Chronological order is the only kind of order one expects in a diary, where each entry has to be written after the one that preceded it. But Heti’s published diaries upend this expectation. She arranged each sentence of her 500,000-word diary in alphabetical order and edited the result down to 60,000 words. Running from A (‘A book’) to Z (‘Zadie Smith’s husband’), Alphabetical Diaries is like an Excel spreadsheet filled with the detritus of a life. Part of this experiment with structure first appeared in the New York Times. Now Fitzcarraldo Editions has published the entire work. 

What emerges when a life is alphabetised and when normal ordering principles – chronology, ageing – are removed? It’s amazing how easy it is to pick up themes: Heti’s decade-long relationship with Lars (‘hanging on his indifferent and careless emails’); a different relationship with Pavel; relationships with Vig, Gil and ‘the anti-neo-Nazi girl’. Discernible threads appear too: from longing for an email to not noticing its arrival, from being happy to feeling irritated ‘on a very deep level’. The only difference is a refusal to think in terms of growth, or, as Heti puts it, ‘post-capitalist’ development.
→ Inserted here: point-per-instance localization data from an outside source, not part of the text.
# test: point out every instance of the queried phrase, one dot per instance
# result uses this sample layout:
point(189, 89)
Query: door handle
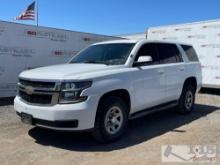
point(160, 71)
point(182, 68)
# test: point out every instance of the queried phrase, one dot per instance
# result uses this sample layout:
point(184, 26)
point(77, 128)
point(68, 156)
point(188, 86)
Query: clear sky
point(113, 17)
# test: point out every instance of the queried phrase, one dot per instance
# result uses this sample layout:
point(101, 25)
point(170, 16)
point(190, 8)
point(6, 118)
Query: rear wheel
point(187, 99)
point(111, 119)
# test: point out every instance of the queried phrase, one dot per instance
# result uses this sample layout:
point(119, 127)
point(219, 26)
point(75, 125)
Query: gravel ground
point(24, 144)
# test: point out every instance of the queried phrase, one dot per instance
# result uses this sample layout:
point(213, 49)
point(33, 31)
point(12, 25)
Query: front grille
point(36, 98)
point(37, 92)
point(37, 84)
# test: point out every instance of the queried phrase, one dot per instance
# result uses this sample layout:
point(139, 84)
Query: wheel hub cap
point(113, 120)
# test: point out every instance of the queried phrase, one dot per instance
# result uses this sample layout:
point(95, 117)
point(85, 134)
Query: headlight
point(71, 91)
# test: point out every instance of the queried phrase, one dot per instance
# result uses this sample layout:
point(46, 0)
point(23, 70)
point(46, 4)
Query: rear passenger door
point(174, 69)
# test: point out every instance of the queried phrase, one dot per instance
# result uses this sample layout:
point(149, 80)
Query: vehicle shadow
point(6, 101)
point(139, 130)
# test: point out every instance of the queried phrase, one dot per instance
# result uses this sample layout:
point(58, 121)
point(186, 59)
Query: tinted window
point(168, 53)
point(190, 53)
point(109, 54)
point(148, 50)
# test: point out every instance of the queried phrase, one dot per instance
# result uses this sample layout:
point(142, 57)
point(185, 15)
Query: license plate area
point(26, 118)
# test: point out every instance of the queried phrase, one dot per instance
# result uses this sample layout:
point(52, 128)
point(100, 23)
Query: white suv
point(108, 83)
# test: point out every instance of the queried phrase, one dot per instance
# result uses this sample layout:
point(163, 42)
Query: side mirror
point(144, 59)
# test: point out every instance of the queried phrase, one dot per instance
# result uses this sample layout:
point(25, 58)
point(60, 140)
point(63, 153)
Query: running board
point(153, 109)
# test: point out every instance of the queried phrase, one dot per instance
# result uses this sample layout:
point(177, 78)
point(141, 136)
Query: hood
point(64, 71)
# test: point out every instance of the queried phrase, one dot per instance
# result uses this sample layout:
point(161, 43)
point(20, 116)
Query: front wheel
point(111, 119)
point(187, 99)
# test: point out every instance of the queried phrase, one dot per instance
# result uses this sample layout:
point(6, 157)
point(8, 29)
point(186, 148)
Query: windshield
point(108, 54)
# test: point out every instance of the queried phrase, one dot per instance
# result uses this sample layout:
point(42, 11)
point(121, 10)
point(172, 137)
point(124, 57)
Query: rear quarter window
point(190, 52)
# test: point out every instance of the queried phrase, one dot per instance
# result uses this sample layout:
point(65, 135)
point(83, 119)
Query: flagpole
point(37, 12)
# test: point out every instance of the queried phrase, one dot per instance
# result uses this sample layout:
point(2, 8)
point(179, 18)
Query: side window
point(168, 53)
point(148, 50)
point(190, 53)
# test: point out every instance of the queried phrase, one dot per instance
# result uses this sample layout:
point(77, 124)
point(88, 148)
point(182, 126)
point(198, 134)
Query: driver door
point(149, 79)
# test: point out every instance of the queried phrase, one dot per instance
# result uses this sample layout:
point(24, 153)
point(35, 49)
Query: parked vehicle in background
point(107, 84)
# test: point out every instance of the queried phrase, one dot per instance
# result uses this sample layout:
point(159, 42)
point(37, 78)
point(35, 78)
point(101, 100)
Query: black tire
point(106, 107)
point(187, 99)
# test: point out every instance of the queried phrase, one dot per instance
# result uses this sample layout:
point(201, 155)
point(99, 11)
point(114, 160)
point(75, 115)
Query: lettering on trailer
point(158, 31)
point(2, 70)
point(53, 36)
point(211, 67)
point(170, 38)
point(2, 30)
point(198, 36)
point(61, 53)
point(16, 51)
point(213, 26)
point(185, 29)
point(211, 46)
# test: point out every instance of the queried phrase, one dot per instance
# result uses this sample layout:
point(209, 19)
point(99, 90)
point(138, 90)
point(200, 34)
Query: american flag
point(28, 14)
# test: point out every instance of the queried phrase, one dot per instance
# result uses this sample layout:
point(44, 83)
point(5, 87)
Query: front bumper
point(72, 117)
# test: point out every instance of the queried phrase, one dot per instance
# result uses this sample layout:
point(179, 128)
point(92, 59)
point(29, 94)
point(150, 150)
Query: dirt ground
point(24, 144)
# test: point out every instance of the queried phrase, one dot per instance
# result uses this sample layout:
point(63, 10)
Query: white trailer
point(24, 47)
point(205, 37)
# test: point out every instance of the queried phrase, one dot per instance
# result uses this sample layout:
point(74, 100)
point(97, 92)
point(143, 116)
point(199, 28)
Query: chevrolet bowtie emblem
point(29, 90)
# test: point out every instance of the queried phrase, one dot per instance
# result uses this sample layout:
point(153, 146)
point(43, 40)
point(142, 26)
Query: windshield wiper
point(94, 62)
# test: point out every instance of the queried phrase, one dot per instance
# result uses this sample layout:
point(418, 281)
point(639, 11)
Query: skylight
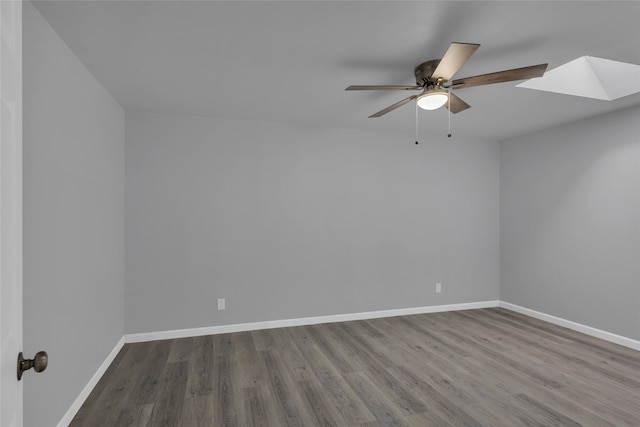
point(590, 77)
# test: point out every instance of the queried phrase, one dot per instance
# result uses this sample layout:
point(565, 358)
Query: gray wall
point(570, 222)
point(73, 221)
point(289, 222)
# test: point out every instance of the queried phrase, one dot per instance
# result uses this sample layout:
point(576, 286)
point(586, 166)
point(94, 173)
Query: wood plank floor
point(486, 367)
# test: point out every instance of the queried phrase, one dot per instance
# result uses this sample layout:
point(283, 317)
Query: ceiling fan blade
point(394, 106)
point(379, 87)
point(501, 76)
point(457, 104)
point(456, 55)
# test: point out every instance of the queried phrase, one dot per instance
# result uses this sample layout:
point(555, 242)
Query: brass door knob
point(38, 363)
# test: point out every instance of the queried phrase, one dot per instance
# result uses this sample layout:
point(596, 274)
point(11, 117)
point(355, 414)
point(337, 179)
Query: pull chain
point(416, 123)
point(449, 100)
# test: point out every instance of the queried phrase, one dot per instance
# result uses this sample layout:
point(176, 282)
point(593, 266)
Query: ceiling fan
point(433, 78)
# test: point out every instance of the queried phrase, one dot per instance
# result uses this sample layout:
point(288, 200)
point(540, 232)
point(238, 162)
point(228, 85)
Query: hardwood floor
point(487, 367)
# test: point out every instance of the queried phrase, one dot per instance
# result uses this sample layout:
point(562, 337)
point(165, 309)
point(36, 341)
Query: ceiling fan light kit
point(433, 77)
point(432, 99)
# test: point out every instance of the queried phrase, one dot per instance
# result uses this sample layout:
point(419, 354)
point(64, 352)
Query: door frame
point(11, 390)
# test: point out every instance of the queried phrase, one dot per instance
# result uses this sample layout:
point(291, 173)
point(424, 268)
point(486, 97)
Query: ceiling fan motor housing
point(424, 72)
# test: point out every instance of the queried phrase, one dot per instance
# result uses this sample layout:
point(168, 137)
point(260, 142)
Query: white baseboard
point(86, 391)
point(241, 327)
point(588, 330)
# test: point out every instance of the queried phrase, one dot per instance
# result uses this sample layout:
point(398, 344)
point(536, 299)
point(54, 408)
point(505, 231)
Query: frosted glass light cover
point(432, 101)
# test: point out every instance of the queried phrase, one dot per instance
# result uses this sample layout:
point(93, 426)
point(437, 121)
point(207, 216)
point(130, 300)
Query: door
point(10, 210)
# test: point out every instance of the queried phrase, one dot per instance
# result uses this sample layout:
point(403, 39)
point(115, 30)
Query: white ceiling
point(291, 61)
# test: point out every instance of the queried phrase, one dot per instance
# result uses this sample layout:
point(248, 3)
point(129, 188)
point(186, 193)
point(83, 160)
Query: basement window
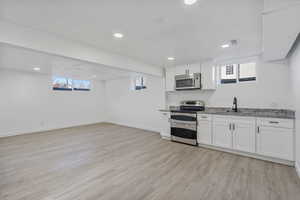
point(61, 83)
point(229, 73)
point(247, 72)
point(140, 83)
point(235, 73)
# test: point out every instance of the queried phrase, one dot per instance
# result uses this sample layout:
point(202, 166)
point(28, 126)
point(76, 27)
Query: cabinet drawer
point(277, 123)
point(204, 117)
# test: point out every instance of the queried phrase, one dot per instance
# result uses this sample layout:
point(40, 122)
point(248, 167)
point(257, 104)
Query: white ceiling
point(153, 29)
point(20, 59)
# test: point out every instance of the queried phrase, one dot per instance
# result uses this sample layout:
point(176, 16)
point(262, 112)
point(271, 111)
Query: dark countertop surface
point(244, 112)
A decade’s worth of life is presented almost flatly, with little comment or judgement. In the preface to the version which appeared in the New York Times, Heti stated that the project of keeping a diary initially stemmed from a desire to see if she had ‘changed’ over a decade, and what ‘patterns and repetitions’ could be identified. Reading this alphabetised version, it is possible to notice change only on a small scale, sentence by sentence. 

For all its earnestness and experimentation, Alphabetical Diaries is funny. A sentence proclaiming, ‘A husband is a good insurance against the crazy, against the many things of the world,’ is followed by one that reads, ‘A Jane Austen novel, of course, or inspired by that’. Elsewhere, Heti asks, ‘Why do women go mad? Why does one bra clasp in the front and the other in the back?’ These lines get a laugh, but they also raise a question. The humour seems too neat to be accidental. They prove what most readers will suspect from the beauty of Heti’s prose: Alphabetical Diaries is, in part, a work of fiction.

The idea that a published literary diary is an honest record of what happened is not a given. And why should we, the readers, feel entitled to access her unedited diaries anyway? Alphabetical Diaries poses its own answers to these questions. It’s a literary work so stylish and philosophically inquisitive that it’s impossible not to take it on its own terms. This is a delightful play with authenticity. In Heti’s words, it is ‘fiction and non-fiction together, because the imagination is more amazing than anything in life, and life is more amazing than anything you can make up’.